- Origin: Orange County, California
- Genres: neo-psychedelia indie rock psychedelic rock shoegaze
- Years active: 2001-2011
- Labels: Some Records Audiolith Records Prime Directive Records
- Members: Jim Schwartz Barry Fader Reid Black Darrick Rasmussen Gabe Palmer
- Past members: Maori Konishi
- Website: innawaymusic.com

= Innaway =

Innaway was an American psychedelic rock band from Southern California formed in 2001. In 2002, their demo was pressed in limited quantities by German label Audiolith Records but there wasn't a US release until 2005 when Some Records released a self-titled album by the band.
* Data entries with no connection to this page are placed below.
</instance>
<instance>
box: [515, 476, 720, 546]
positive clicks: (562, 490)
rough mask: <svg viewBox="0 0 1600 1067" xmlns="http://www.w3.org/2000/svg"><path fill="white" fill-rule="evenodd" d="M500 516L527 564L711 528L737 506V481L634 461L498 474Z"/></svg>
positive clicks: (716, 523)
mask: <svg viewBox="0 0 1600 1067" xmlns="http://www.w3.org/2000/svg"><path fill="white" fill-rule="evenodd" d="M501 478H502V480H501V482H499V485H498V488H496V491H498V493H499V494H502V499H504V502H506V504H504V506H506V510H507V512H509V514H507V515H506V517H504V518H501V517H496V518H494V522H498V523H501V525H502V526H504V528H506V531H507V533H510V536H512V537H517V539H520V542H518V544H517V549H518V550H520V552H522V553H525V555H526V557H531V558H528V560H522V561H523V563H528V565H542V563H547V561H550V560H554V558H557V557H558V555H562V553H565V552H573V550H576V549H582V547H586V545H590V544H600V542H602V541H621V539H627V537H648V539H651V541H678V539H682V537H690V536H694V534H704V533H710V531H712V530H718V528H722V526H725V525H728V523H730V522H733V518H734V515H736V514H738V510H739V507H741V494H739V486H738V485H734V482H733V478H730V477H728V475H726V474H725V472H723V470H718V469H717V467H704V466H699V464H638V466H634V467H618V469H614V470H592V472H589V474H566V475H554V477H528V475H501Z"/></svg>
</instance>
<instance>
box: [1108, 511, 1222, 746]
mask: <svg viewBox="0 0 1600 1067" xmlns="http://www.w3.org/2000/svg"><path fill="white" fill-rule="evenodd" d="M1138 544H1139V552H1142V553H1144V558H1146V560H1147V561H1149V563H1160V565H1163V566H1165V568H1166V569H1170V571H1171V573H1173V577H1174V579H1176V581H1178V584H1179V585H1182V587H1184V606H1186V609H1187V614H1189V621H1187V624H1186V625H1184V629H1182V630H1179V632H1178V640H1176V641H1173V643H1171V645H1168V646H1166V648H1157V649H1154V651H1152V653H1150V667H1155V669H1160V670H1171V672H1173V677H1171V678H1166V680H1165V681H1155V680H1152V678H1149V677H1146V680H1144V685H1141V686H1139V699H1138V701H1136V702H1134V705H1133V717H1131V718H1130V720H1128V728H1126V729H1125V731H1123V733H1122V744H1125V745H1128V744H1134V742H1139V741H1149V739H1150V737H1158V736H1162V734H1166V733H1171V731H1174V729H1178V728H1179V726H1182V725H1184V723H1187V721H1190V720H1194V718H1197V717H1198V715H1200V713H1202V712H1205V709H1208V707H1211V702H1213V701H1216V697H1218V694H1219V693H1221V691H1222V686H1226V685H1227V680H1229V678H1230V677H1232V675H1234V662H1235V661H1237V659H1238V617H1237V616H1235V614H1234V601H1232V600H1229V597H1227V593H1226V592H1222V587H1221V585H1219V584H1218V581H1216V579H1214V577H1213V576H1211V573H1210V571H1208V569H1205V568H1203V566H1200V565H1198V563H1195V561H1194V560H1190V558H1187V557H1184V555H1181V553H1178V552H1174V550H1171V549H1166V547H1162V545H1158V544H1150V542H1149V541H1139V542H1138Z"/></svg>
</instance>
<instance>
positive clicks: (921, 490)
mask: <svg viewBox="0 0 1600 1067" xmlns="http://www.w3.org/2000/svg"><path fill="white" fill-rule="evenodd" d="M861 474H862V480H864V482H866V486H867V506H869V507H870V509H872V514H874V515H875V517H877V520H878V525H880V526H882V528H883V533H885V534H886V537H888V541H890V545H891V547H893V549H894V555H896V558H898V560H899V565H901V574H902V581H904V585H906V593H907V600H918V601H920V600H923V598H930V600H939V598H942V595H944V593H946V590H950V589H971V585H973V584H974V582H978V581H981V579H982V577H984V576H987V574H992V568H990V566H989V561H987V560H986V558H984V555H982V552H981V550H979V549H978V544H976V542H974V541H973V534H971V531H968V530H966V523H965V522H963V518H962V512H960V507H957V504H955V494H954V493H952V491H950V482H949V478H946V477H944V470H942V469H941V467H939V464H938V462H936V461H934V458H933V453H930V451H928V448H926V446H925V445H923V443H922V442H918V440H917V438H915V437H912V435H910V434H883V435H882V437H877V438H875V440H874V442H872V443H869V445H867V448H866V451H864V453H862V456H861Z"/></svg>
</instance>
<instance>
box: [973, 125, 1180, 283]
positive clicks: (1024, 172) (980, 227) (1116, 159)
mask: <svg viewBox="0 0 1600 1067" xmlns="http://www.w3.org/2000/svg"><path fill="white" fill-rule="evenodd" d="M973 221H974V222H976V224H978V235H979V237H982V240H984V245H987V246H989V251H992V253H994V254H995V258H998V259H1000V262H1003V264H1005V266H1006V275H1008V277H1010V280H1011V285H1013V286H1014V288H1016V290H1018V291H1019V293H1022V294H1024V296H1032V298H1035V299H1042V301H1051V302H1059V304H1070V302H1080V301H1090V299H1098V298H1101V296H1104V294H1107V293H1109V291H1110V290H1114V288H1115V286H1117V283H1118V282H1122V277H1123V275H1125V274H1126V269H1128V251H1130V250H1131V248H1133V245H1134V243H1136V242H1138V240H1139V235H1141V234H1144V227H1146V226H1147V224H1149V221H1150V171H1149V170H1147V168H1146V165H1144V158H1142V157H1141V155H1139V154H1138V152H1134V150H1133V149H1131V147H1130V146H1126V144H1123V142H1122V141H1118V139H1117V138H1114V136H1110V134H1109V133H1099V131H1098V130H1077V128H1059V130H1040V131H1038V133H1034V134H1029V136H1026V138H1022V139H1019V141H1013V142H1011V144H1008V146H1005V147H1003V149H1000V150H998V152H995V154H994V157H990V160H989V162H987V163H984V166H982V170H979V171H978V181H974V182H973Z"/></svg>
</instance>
Critical reviews were positive for the debut with music critic John Brady selecting it as one of the top three records of 2005 for NPR's Day to Day show. The band then spent some time on the road supporting the album touring with likes of Echo & the Bunnymen and The Brian Jonestown Massacre. In 2007 they released a 12" E.P. on Prime Directive Records. In 2011, they released their follow-up LP on their own via digital distribution on iTunes called Innaway 2. Both LP's were mixed at Soma Electronic Music Studios by John McEntire. The band toured with the reunited Rival Schools in 2008.

==Discography==

===Singles & EPs===
- (2002) - The Ghost Admirers (EP) (Audiolith Records)
- (2005) - Rise (single) (Some Records)
- (2007) - Tired of Waiting (EP) (Prime Directive Records)

===Albums===
- (2005) - Innaway (Some Records)
- (2011) - Innaway 2 (self-released)

==Trivia==
- Reid Black plays bass in the re-united line-up of Into Another.
- Gabe Palmer played drums in The Aquabats as the fictional character "Dr. Rock" on their album "The Aquabats! vs. the Floating Eye of Death!".
- The song "Rise" is featured on the soundtrack for the David Arquette-directed movie, The Tripper.
- "Stolen Days", "Tiny Brains", and "Threathawk" are featured in Tony Hawk's Secret Skatepark Tour 3 skate video.